In baseball, a BALCO chemist responsible for designing untraceable steroids has named Barry Bonds and Gary Sheffield as users, this with Bonds two home runs shy of tying Hank Aaron.
Think those two are bad? They're nothing. The NBA is facing the single worst possible scandal in sports: the corruption of officials. Referee Tim Donaghy is under investigation by the FBI for fixing games to pay off a gambling debt to the mob.
The latest on Vick is that the Falcons were planning to sit his butt for four weeks, and had in fact already drafted the letter informing him of his suspension when NFL Commissioner Roger Goodell (whom I love more and more every day) interceded, ordering Vick not to report to training camp so that the league can hold their own investigation. I'll say this: Vick is done with the Falcons, and maybe with the NFL. Even if he's found innocent, dog lovers are always going to pick Fido over Vick.
It wasn't so long ago that Michael Vick was hailed as the future of the NFL, not just as a corporate face but as a style of play. Now the face is cracked, and it's been clear for a few years that a smart pocket passer will always be more successful than Vick's freewheeling style. Honestly, if Michael Vick ever plays in the NFL again I will be genuinely surprised. That's how bad this is.
The latest on Bonds is just now breaking. BALCO chemist Patrick Arnold invented "the clear," a steroid designed to be undetectable and coincidentally introduced around the same time sluggers' bodies began inflating like balloons. The link between Arnold and Bonds isn't direct, but runs through Victor Conte, BALCO's founder, whose defense in the face of evidence is just to deny, deny, deny. No one believes Conte and no one believes Bonds. This news naturally broke overnight as commissioner Bud Selig attended a Giants game just to observe Bonds potentially tying or breaking Hank Aaron's record.
What a mess this is.
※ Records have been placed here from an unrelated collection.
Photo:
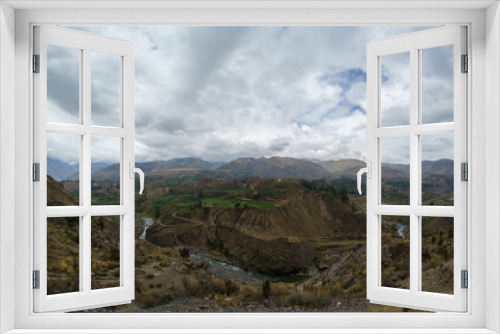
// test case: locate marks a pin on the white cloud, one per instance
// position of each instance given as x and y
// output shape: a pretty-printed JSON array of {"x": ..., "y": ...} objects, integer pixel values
[{"x": 225, "y": 92}]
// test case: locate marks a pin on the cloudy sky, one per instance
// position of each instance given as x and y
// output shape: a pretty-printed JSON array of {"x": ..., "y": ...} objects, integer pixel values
[{"x": 220, "y": 93}]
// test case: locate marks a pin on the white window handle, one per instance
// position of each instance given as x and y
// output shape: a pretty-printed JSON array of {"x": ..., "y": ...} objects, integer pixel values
[
  {"x": 368, "y": 171},
  {"x": 139, "y": 171}
]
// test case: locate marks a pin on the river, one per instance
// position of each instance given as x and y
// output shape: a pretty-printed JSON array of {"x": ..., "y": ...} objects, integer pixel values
[
  {"x": 226, "y": 270},
  {"x": 402, "y": 228}
]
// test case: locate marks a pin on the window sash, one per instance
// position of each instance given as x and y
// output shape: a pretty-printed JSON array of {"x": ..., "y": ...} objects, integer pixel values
[
  {"x": 414, "y": 298},
  {"x": 85, "y": 298}
]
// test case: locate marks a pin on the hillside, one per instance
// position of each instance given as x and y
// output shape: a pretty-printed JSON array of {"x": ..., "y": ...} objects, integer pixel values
[
  {"x": 63, "y": 246},
  {"x": 263, "y": 225},
  {"x": 342, "y": 167}
]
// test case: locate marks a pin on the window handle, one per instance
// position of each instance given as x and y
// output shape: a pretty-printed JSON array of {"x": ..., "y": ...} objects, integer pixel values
[
  {"x": 139, "y": 171},
  {"x": 368, "y": 171}
]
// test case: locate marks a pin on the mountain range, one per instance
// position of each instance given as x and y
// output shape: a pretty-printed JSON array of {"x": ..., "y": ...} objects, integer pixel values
[
  {"x": 273, "y": 168},
  {"x": 60, "y": 170}
]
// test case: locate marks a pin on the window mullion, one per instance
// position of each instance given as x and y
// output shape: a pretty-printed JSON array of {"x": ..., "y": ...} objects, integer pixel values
[
  {"x": 414, "y": 171},
  {"x": 86, "y": 255}
]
I don't believe that steroids in baseball are the be-all and end-all of scandal that they are presented as; pitchers are getting just as much advantage by juicing, and it takes much more than big muscles to hit home runs. However, the two most hallowed records in baseball (with apologies to Joe DiMaggio) are Maris' 61 and Aaron's 755, and it's clear that steroid users have already eclipsed the first and are on the verge of breaking the second. I don't believe in asterisks, but I don't know what baseball should do. Perhaps anyone who tests positive for steroids, corks a bat, etc. should have their records completely excised. One strike, you're out of the record books. Maybe that's the only penalty that fits the crime of compromising the game's integrity. Of course, neither Bonds nor Mark McGwire have ever tested positive. Much like Michael Vick has never been found guilty of operating a dogfighting ring.
But Bud Selig actually has it easy in comparison to Goodell and, particularly, his NBA counterpart David Stern.
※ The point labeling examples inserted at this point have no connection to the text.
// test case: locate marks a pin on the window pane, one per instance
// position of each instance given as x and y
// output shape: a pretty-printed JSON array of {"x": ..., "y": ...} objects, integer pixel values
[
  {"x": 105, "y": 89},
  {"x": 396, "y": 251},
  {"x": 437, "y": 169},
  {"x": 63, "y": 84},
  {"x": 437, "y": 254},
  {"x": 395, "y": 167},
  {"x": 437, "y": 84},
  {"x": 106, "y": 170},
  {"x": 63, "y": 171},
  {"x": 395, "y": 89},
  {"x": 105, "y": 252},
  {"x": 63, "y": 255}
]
An official fixing games on mob orders is the nightmare of all nightmares. The Black Sox scandal is a joke in comparison. I can not imagine a worse sports scandal than this. I feel terrible for Tim Donaghy, and hope he has loved ones near him to talk him down from the ledge, possibly literally, because he's clearly a victim of gambling addiction. This doesn't absolve him of responsibility for his actions, of course, but I feel tremendous sympathy for him. He is the most miserable man on the planet right now, and it's only just beginning.
Now every game Donaghy officiated over the past few years is under suspicion. Every championship comes with a question mark. This is the worst thing ever. It's going to hang over the NBA for years. If one ref can be fixing games, why not more? Bad calls that used to come with good-natured jeering of "Bought!" or "Fix!" now come with real and justified suspicion.
July really is a slow month in sports. The only big-league games going on are in baseball. But the sports pages still have column inches to fill, and the broadcasts have minutes to occupy. This is the worst imaginable time to have a scandal in your league, because it's going to be completely and totally exposed for the simple fact that there isn't much of anything else to talk about.
So where are we gonna go? Hockey? They shut down for a whole season a while back and can't even get on ESPN6 at this point. What are they on, OLN? I'm not even sure. All three above beleaguered leagues are in far better shape than the gasping, grasping NHL.
I recommend the Arena Football League, which has its championship game this weekend. AFL football is a blast, especially if you can see it live. But for pure sports bang-for-the-buck, most of America lives within an hour's drive of a minor-league baseball stadium. The Richmond Braves provide a really fantastic pure sports thrill 70 days a year. If you can find a single-A team to watch, that's even better. These guys are young and hungry, and the hot dogs are cheap.
If all this bothers you, I suppose you could watch the Tour de France, where half of the racers started late yesterday to protest the doping scandals that have made their sport more irrelevant than the WNBA.